The importance of setting Smart Objectives

Objectives are the compass for each of us and the team, they give direction and purpose.

Based on the objectives, the success or failure of the established goals is evaluated.

Setting objectives facilitates the alignment of thoughts and concentration with the task, helps to stay on track and prevents time from being wasted on other less meaningful tasks.

Objectives hold us accountable, incite self- and team motivation and a healthy social pressure that encourages us to be better.

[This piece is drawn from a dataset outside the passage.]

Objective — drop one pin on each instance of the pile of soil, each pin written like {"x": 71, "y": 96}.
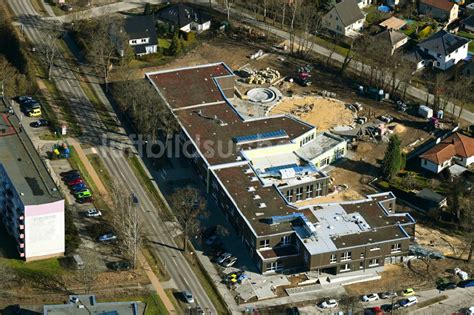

Agile teams work with at least two types of objectives: those that provide continuous improvement and the sprint objective or goal. Let’s look at an example of continuous improvement:

  1. The team identifies an area that needs attention, for example, “our dailies are being very long”. The objective is to have dailies that do not exceed 15 minutes.
  2. The team agrees on the first steps, gets moving and decides that, on a daily basis, each team member has 1 minute to present what he/she did yesterday, what he/she will do today and what problems he/she has, he/she will bring it prepared and if he/she considers that 1 minute is not enough, he/she should propose a meeting to deepen the topic.
  3. The team identifies what can happen and contingency actions, and does have all the resources it needs to get the job done. For example, Luis will activate a 1-minute timer on each person’s turn, when it is Joaquín’s turn, the talker of the team, will be asked the 3 questions asking him to be specific, and when an issue that requires more time is presented, a note is taken to deal with it outside of the daily session.
  4. After a couple of dailies the team reflects on how effective the measures have been and introduces other changes if necessary, implementing inspection and adaptation.

On the other hand, the team, and each one of us, needs challenging objectives, which, while still being feasible, force us out of comfortable routines and out of the comfort zone.

We need objectives that lead us to success, but do we know what success is? Objectives are often confused with tasks or job descriptions, and sometimes, when they are defined, they remain unchanged, resulting in apathy and stagnation.

Objectives such as “Maintain operational efficiency” or “Ensure product quality control” may not mean anything concrete, are open to interpretation and are too ethereal to be useful.

Good objectives are SMART, Smart, meet 5 criteria, developed by George Doran in 1981, that make up the acronym SMART:

  1. S for “Specific”, with measurements that help us to evaluate whether we are on the right track or not. Avoid vague terms such as “I want to be rich” or “Deliver quality software”, as these terms are ambiguous and may have different meanings to different people. It is better to “I want to retire at 55 with 10 million euros in the bank” or “The number of incidents in our team, month by month, should maintain a trend towards zero incidents”.
  2. M for “Measurable”, keeping in mind your stated goal, determine the objective metrics by which you will measure your progress towards achieving this goal. You’ll know you’ve become rich when you have 10 million euros in the bank, or that the team’s goal is being met when you see a graph of incidents that, month by month, is approaching zero. It is important to remember that it is important that the objective is measurable.
  3. A for “Achievable”, challenging but achievable. The goal of having 10 million euros when you turn 55 may be feasible if you are 30 or 40, but perhaps less realistic if you are 50 and have a lot of debt. Aim high, but don’t set goals that are unattainable and can be frustrating. This brings us to the next point.
  4. R for “Realistic”, to be realistic, an objective must have the necessary resources to be carried out. Pretending to be rich and knowing nothing about finance and having no time for research or entrepreneurship makes this goal unrealistic. A realistic objective has an action plan with resources, time and working capacity at its disposal.
  5. T “Time-Limited”, objectives should include a deadline for achieving their purpose. Parkinson’s law states that: “Work expands until it fills the time available”, if you have 10 hours to deliver a report, you will do it in 10 hours, and if you have 10 days, it will take you 10 days, the same if you are given 10 weeks, there will always be something to do, and reasons and excuses not to finish before. The objective “The number of incidents in our team, month by month, should maintain a trend to zero incidents”, is better specified if it is added in the next 3 months.

It should be noted that the SMART system is not a plan that must be followed to the letter, but rather a recommendation that will surely bring you much value.

For teams working in Scrum, the Sprint Goal is the most important objective that the team has to accomplish during the Sprint.